Après fusion complète, le polymère se comporte comme un fluide visqueux dont la viscosité diminue avec la température. Cette propriété permet une redistribution homogène du matériau sur la paroi interne du moule sous l’effet combiné de la gravité, de la tension de surface et du mouvement de rotation biaxial. L’écoulement est cependant lent en raison des faibles taux de cisaillement, ce qui rend la cinétique de mise en forme fortement dépendante du temps et de la température.

6. Solidification du polymère : structuration du matériau lors du refroidissement

Lors de la phase de refroidissement, le polymère passe progressivement de l’état fondu à l’état solide : c’est le phénomène de solidification. Pour les polymères amorphes, cette transition s’effectue de manière progressive lorsque la température descend en dessous de la température de transition vitreuse. En revanche, pour les polymères semi-cristallins, la solidification s’accompagne d’un phénomène de cristallisation, au cours duquel les chaînes macromoléculaires s’organisent partiellement en structures ordonnées. Ce processus dépend fortement de la vitesse de refroidissement. La cristallisation joue un rôle déterminant dans les propriétés finales du matériau, notamment sa rigidité et sa résistance. Une vitesse de refroidissement trop élevée peut modifier la morphologie du matériau et, par conséquent, les performances de la pièce obtenue.

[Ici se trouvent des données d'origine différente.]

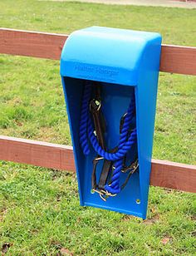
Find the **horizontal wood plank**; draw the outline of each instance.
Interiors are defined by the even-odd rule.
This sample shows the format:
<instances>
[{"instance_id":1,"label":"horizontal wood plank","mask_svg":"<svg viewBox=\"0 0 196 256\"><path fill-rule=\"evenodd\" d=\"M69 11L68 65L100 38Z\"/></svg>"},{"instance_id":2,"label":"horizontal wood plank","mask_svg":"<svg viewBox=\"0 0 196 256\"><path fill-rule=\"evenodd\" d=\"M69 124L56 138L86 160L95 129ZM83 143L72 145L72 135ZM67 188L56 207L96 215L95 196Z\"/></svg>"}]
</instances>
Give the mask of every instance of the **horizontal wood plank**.
<instances>
[{"instance_id":1,"label":"horizontal wood plank","mask_svg":"<svg viewBox=\"0 0 196 256\"><path fill-rule=\"evenodd\" d=\"M68 35L0 28L0 53L59 60ZM162 45L160 71L196 75L196 47Z\"/></svg>"},{"instance_id":2,"label":"horizontal wood plank","mask_svg":"<svg viewBox=\"0 0 196 256\"><path fill-rule=\"evenodd\" d=\"M0 160L76 171L71 146L0 136ZM152 160L150 185L196 192L196 166Z\"/></svg>"}]
</instances>

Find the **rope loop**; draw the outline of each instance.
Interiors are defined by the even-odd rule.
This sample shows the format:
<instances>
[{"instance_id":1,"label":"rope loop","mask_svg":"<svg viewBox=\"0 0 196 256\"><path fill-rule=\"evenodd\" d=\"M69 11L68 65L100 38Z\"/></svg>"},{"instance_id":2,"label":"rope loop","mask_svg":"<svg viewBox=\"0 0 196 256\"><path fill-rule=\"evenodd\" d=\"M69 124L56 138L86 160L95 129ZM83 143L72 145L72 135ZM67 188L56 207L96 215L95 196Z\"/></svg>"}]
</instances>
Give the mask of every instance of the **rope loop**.
<instances>
[{"instance_id":1,"label":"rope loop","mask_svg":"<svg viewBox=\"0 0 196 256\"><path fill-rule=\"evenodd\" d=\"M110 185L105 185L105 189L107 192L115 194L120 192L120 175L123 168L123 159L130 150L131 146L136 142L137 131L135 128L129 135L130 126L135 113L135 101L130 101L126 115L125 115L124 123L120 130L118 150L115 153L105 151L97 140L94 134L94 127L90 116L90 101L91 99L93 82L86 81L84 93L81 101L81 120L80 120L80 145L85 155L90 154L89 141L97 155L104 159L114 162L114 171L111 177Z\"/></svg>"}]
</instances>

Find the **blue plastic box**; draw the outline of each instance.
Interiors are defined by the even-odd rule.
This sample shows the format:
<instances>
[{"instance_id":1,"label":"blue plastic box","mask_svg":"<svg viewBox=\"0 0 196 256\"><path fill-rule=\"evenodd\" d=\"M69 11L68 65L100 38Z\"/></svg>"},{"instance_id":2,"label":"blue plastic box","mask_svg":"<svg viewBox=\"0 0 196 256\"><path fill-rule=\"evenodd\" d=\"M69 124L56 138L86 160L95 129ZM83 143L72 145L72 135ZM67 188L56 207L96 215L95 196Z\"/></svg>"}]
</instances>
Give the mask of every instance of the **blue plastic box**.
<instances>
[{"instance_id":1,"label":"blue plastic box","mask_svg":"<svg viewBox=\"0 0 196 256\"><path fill-rule=\"evenodd\" d=\"M91 27L74 32L63 47L61 76L73 143L81 205L99 207L146 218L161 49L159 33ZM110 140L119 140L119 123L131 97L135 97L139 171L117 196L106 202L91 194L91 150L85 156L79 144L84 81L103 87L103 109ZM131 157L131 153L130 157Z\"/></svg>"}]
</instances>

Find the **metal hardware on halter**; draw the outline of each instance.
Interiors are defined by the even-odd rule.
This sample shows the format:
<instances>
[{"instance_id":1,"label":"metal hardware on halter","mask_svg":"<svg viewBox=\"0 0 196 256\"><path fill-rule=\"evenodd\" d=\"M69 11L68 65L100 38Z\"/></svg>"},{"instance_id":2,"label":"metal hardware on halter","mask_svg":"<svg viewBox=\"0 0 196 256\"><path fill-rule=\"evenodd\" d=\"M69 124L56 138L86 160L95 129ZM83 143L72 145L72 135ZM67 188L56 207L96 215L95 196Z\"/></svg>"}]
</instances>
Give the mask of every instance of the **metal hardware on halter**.
<instances>
[{"instance_id":1,"label":"metal hardware on halter","mask_svg":"<svg viewBox=\"0 0 196 256\"><path fill-rule=\"evenodd\" d=\"M109 197L109 196L115 196L117 194L111 194L111 193L109 193L107 190L95 190L93 189L92 190L93 192L96 192L100 194L100 197L101 198L102 200L104 200L105 202L106 201L106 199Z\"/></svg>"},{"instance_id":2,"label":"metal hardware on halter","mask_svg":"<svg viewBox=\"0 0 196 256\"><path fill-rule=\"evenodd\" d=\"M139 166L139 162L138 162L138 159L133 162L132 164L130 164L130 166L124 166L124 168L121 170L121 172L123 173L127 173L128 170L137 170Z\"/></svg>"}]
</instances>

7. Retrait thermique : origine des contraintes internes

Le refroidissement s’accompagne d’un phénomène de retrait volumique lié à la contraction thermique du polymère et à l’évolution de sa structure. L’ampleur de ce retrait dépend directement de la nature du polymère, en particulier de son coefficient de dilatation thermique. Pour les polymères semi-cristallins, il dépend également du taux de cristallinité développé lors du refroidissement, la formation de zones cristallines entraînant une densification supplémentaire du matériau. Ce retrait provoque un décollement progressif de la pièce par rapport au moule, facilitant le démoulage. Cependant, lorsque la contraction thermique n’est pas uniforme dans la pièce — en raison de gradients de température, de variations d’épaisseur ou de la complexité de la géométrie — des contraintes internes peuvent apparaître. Ces contraintes peuvent conduire à des déformations, des gauchissements ou des fissurations, notamment dans le cas de pièces complexes.

8. Conclusion

En conclusion, le cycle de rotomoulage met en jeu une série de phénomènes physiques complexes et interdépendants : fusion des particules, coalescence assimilable à un frittage, densification, cristallisation et retrait thermique. La compréhension fine de ces mécanismes est essentielle pour contrôler la microstructure et les propriétés des pièces produites. L’amélioration des techniques de mesure et de simulation permet aujourd’hui d’optimiser ces phénomènes et d’étendre les applications du rotomoulage vers des pièces techniques à haute performance.